Gut ein Jahr nach dem Urteil des VG Minden leitet das LBV Nachzahlungen an die Referendare des Landes ein. Ihren Kollegen aus anderen Bundesländern war weniger Erfolg beschieden. Doch auch in NRW geht manches zu ihrem Nachteil aus.

Das Landesamt für Besoldung und Versorgung (LBV) in Nordrhein-Westfalen hat sich Zeit gelassen: Über ein Jahr nach dem Urteil des Verwaltungsgerichts (VG) Minden, und acht Monate nach dessen Bestätigung durch das Oberverwaltungsgericht (OVG) Münster, leitet die Behörde Nachzahlungen an die (ehemaligen) Rechtsreferendare des Landes ein. Die Gerichte hatten zuvor entschieden, dass die monatlich gezahlte Unterhaltsbeihilfe, wie ausdrücklich im Gesetz bestimmt, anhand des Bundes- und nicht des Landesbesoldungsgesetzes zu bemessen sei. Dies macht, in Abhängigkeit von den häufig wechselnden Sätzen nach Bundes- bzw. Landesrecht, im Zeitraum zwischen Januar 2008 und Oktober 2014 monatliche Differenzbeträge zwischen 7,60 Euro und 57,60 Euro aus. Hinzu kommen pro Monat 0,90 Cent, die aus anderen Gründen zu wenig gezahlt wurden. Zum Oktober 2014 wurde die Besoldung der Rechtsreferendare in NRW gesetzlich neu geregelt.

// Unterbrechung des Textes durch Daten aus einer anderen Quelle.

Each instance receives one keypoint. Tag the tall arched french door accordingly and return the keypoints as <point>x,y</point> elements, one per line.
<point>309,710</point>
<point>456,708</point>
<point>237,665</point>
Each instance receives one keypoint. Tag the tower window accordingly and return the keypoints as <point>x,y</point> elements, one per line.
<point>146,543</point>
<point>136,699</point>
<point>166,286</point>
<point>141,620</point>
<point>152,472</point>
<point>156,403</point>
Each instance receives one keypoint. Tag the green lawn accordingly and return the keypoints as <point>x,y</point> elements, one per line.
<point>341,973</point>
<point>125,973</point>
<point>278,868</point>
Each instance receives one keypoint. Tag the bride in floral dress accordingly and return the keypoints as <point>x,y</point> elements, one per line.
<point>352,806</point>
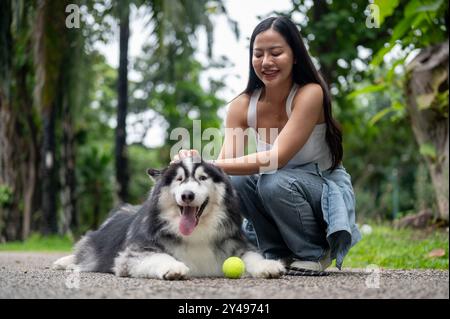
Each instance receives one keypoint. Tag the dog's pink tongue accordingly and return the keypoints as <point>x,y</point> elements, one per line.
<point>188,220</point>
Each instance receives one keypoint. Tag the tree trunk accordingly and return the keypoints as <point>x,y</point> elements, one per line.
<point>49,175</point>
<point>428,107</point>
<point>68,181</point>
<point>122,175</point>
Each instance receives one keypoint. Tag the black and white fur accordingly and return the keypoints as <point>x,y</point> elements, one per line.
<point>148,242</point>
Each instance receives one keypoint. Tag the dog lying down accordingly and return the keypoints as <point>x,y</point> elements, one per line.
<point>186,228</point>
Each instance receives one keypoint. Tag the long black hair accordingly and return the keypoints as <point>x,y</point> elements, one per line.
<point>304,72</point>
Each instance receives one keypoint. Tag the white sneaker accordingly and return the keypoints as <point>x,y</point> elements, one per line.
<point>320,265</point>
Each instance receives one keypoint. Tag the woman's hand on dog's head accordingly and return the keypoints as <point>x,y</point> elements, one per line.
<point>182,154</point>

Offene Fragen: Steuern, Verjährung, 100 statt 85 Prozent

Die lange Dauer zwischen dem Urteil, welches die Behörde insoweit anerkannt hat, und der Auszahlung der Fehlbeträge, erklärt das LBV mit dem damit verbundenen bürokratischen Aufwand und einer Angleichung ihres Zahlungssystems. Für die Referendare hat das indes negative Konsequenzen, denn die Nachzahlung ist zu dem Zeitpunkt zu versteuern, indem sie eingeht. Wer inzwischen aus dem Referendarsdienst ausgeschieden ist, unterfällt somit der ungünstigen Steuerklasse VI. Diesen Nachteil gedenkt das LBV nicht zu kompensieren - auf unsere Nachfrage verwies es insoweit nur auf allgemeine Vorschriften des Steuerrechts. Zudem verweigert das LBV Nachzahlungen für den Zeitraum vor 2011, sofern der Antrag 2014 gestellt wurde, bzw. vor 2012, sofern er 2015 gestellt wurde. Die betreffenden Ansprüche seien gemäß §§ 159, 199 Bürgerliches Gesetzbuch – drei Jahre ab Kenntnis – verjährt. Wieso den Referendaren die Kenntnis einer Rechtslage zugemutet wird, die offenkundig in der Behörde selbst nicht vorhanden war und über zwei Instanzen hinweg bestritten wurde, hat das LBV gleichfalls nur floskelhaft beantwortet.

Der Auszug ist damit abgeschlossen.